In 2011, when a hole developed in the protective netting, more than 117,000 of these genetically-modified rainbow trout escaped into the waters of the flow. Their voracious appetite caused appropriate concern after their escape that they may threaten native salmon stocks, and a special season was set for the fish.

Additionally, the occurrence of triploid rainbow trout in Diefenbaker Lake in Alberta, Canada was highlighted by Field & Stream when twin brothers Sean and Adam Konrad caught world records of the modified fish in sequence. While the extra set of chromosomes increases growth of the fish, it likely limits lifespan and overall heath of the fish by creating a weaker immune system.

Big Meanie
While cross-breeding of largemouth bass and smallmouth bass is only rarely observed in the wild, for two decades starting in the 1960s, it was the focus of Dr. William Childers and his efforts to join largemouth eggs with smallmouth sperm created a fast-growing freak in his Illinois laboratory. Dubbed the “meanmouth bass,” legend has it that the good doctor observed a school of his trademark beasts attacking a woman who had ventured into a rearing pond for a swim a la the classic 1980s B horror flick Piranha, and a similar sighting of the fish teaming up to assault a dog that had waded into the water cemented the anger-oriented nickname.
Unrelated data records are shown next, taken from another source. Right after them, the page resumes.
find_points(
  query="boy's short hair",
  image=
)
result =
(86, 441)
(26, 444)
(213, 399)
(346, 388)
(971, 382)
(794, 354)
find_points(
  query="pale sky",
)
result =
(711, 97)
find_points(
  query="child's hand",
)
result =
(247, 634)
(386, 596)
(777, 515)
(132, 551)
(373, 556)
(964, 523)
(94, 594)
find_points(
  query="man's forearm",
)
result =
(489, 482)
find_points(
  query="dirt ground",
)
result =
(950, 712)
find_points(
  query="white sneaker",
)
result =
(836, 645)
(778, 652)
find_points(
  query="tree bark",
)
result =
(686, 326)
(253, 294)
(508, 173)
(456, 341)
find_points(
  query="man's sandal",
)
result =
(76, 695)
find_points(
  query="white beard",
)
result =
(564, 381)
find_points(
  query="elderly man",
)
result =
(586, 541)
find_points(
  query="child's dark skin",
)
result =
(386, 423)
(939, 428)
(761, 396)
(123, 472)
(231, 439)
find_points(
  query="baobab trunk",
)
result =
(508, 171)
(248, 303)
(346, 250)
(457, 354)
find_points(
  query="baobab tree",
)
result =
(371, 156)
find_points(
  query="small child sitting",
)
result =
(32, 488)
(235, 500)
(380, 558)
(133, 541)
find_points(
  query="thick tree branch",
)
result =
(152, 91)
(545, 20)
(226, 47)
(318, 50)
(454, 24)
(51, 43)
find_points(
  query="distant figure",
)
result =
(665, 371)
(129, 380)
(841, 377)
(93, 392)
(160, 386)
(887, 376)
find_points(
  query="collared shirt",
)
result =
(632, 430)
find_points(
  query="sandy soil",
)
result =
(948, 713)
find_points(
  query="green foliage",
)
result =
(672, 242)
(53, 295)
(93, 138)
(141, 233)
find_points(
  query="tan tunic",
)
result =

Whether or not those stories are true, the meanmouth is most certainly real and originally a lab-created fish with some occasional real-world hybridization in places where smallmouth co-exist with either largemouth or spotted bass. Efforts to stock meanmouth bass as a fast-growing alternative to the parent species faded in the 1980s, and the natural hybrids are only rarely caught.

While nature provides its share of fish that wreak havoc on aquatic ecosystems – common carp, bighead carp, snakeheads and the like that are transported by man to new places – humankind has further intervened by playing God with certain species, often to their detriment, and possibly to our own fishing opportunities.

To paraphrase the fictional doctor Ian Malcom, played by Jeff Goldblum in the Jurassic Park series of movies, too often we think of if we could do something, rather than if we should do something, when it comes to the manipulation of fish for food or just for the fun of it.